Камбл ткнул указательным пальцем в грудь Болэну, предваряя тем некое замечание. Болэн испортил ему подготовку, шлепнув по руке, отчего ту чуть за спину Камблу не унесло, и тем самым положил особые личные пределы.
Он закурил сигару и удалился под сень у подножья тополя. Камбл скрылся во входе в дом. Фицджералд наверху улыбался… чему?
Болэн приподнял дышло повозки со скрепы и уперся спиной, чтоб сдвинуть этого сукина сына под деревья у каптерки, где повозка будет неприметна. Он предполагал применить свою значительную рукастость для помощи всем на ранчо. Тогда все здесь будут счастливы и милы друг другу. Думая об Энн, о ранчо, о своем счастье и доброй работе под горами и солнышком, он поет:
Десятью часами и четырнадцатью с половиной минутами ранее К. Дж. Кловис вышел из операционной по поводу удаления его левой руки, ставшей бесполезной и опасной в результате всеобщей остановки кровообращения и начавшейся гангрены. Опрометчивы были его врачи в отсечении конечности или нет, остается вопросом спорным. Как бы там ни было, они посовещались с его лекарями в Мичигане, среди них — выдающийся юный хирург, на чью долю выпадала неприятная задача, окончившаяся кантовкой тяжелой левой ноги Кловиса через всю операционную к мусорке из нержавеющей стали; куда эта конечность и была свалена, как гнилое мясо, коим, допустим, она и была. Как и с ампутированной ногой, рука, выброшенная, являла на себе пагубные зигзаги разрезов, словно работу выполняли фестонными ножницами.
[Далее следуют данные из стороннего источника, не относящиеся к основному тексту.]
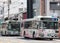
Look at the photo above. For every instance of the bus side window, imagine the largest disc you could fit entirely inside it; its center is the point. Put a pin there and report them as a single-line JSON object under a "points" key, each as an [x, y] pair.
{"points": [[59, 24]]}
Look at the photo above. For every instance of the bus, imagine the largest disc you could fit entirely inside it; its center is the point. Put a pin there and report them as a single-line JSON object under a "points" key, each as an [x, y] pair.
{"points": [[10, 28], [40, 27]]}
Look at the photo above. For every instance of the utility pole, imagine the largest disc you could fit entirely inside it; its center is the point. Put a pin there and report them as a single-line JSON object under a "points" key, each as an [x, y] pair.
{"points": [[3, 10], [9, 2]]}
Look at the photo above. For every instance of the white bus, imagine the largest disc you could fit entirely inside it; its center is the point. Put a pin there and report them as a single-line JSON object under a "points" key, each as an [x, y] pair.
{"points": [[40, 27]]}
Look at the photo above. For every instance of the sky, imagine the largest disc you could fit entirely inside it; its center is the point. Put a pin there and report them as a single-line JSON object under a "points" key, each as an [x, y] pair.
{"points": [[14, 6]]}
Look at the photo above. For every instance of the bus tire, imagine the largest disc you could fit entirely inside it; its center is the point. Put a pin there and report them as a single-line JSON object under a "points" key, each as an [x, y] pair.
{"points": [[24, 35], [51, 38], [33, 34]]}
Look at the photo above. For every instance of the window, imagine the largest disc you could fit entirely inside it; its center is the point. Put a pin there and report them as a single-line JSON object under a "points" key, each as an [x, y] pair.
{"points": [[54, 6], [34, 1], [50, 25]]}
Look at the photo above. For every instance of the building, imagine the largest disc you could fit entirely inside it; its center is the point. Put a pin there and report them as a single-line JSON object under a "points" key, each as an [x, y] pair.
{"points": [[35, 8], [52, 7]]}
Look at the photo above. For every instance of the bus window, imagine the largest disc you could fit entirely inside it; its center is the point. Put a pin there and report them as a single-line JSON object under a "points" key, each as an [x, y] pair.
{"points": [[50, 25]]}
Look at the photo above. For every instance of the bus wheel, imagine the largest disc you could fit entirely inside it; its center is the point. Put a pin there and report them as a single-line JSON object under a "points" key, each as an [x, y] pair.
{"points": [[33, 34], [24, 35], [51, 39]]}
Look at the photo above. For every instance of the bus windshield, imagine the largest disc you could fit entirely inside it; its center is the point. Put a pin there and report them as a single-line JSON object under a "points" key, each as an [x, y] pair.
{"points": [[50, 25]]}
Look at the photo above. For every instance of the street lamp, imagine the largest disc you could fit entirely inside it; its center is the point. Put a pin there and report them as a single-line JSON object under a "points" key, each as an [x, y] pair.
{"points": [[2, 11]]}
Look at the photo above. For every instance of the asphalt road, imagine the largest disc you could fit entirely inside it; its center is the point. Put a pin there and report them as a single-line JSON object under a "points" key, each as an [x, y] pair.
{"points": [[22, 40]]}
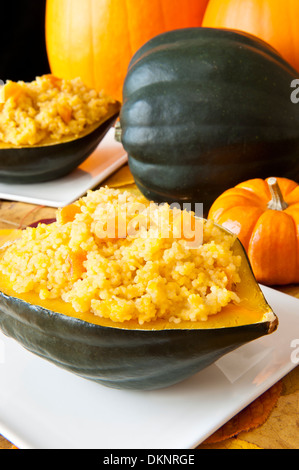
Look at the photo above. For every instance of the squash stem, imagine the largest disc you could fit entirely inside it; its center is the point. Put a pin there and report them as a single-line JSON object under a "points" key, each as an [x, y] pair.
{"points": [[277, 202]]}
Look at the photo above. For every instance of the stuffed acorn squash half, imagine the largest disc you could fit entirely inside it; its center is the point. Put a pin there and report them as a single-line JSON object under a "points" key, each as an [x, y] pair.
{"points": [[49, 127], [128, 293]]}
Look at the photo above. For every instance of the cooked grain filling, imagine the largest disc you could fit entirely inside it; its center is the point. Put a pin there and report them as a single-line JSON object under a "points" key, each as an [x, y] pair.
{"points": [[48, 109], [139, 274]]}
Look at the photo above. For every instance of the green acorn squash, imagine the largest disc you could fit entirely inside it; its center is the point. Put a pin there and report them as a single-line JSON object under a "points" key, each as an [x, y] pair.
{"points": [[127, 355], [49, 161], [205, 109]]}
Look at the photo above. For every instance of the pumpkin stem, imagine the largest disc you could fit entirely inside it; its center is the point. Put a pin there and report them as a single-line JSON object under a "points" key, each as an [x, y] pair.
{"points": [[277, 202], [118, 132]]}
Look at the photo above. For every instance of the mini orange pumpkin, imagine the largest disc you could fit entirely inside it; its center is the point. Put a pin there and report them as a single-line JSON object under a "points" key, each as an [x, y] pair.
{"points": [[265, 216]]}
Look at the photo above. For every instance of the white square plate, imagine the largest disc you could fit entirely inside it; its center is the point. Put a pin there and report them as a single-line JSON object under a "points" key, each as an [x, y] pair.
{"points": [[108, 157], [44, 407]]}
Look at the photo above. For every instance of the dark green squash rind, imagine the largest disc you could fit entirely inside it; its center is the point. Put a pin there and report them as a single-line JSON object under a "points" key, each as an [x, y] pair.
{"points": [[204, 109], [119, 358], [127, 358]]}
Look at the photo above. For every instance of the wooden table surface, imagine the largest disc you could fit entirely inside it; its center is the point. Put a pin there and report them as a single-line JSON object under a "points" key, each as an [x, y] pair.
{"points": [[281, 429]]}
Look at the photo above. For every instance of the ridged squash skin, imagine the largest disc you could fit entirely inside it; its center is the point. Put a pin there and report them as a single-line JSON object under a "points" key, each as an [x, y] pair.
{"points": [[205, 109], [127, 358]]}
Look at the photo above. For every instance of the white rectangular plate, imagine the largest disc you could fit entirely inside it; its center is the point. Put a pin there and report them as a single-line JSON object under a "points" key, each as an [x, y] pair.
{"points": [[45, 407], [108, 157]]}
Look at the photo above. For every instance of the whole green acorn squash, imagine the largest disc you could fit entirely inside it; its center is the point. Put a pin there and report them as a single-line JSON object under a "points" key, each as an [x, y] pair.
{"points": [[204, 109], [128, 356]]}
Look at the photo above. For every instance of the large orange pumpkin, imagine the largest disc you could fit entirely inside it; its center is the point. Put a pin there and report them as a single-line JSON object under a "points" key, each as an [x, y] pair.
{"points": [[265, 216], [274, 21], [95, 39]]}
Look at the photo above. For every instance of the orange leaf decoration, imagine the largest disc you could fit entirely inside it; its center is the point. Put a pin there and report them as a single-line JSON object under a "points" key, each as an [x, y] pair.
{"points": [[265, 216], [253, 416]]}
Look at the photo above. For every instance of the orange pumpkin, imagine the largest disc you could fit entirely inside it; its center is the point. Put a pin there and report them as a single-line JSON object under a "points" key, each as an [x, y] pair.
{"points": [[265, 216], [96, 39], [274, 21]]}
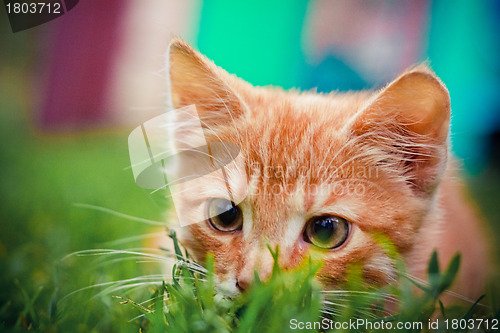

У Болэна ушло несколько часов на то, чтобы отыскать Кловиса в пустой больничной палате, где он покоился в тот особенно прекрасный летний день. Болэн, хуже, чем никчемный, позволил слезам струиться себе по щекам, пока Кловис не заорал:
— Хватит! Мне, может, вообще конец! Просто хватит, и всё!
— Я б остался в Стриженом Хвосте, кабы знал, что вы болеете.
— Этого я и сам не знал. Что и говорить, хуетория.
— Врач сказал, что на этом всё. Сказал, что к этому придется привыкнуть, но потом больше ничего отсекать не будут.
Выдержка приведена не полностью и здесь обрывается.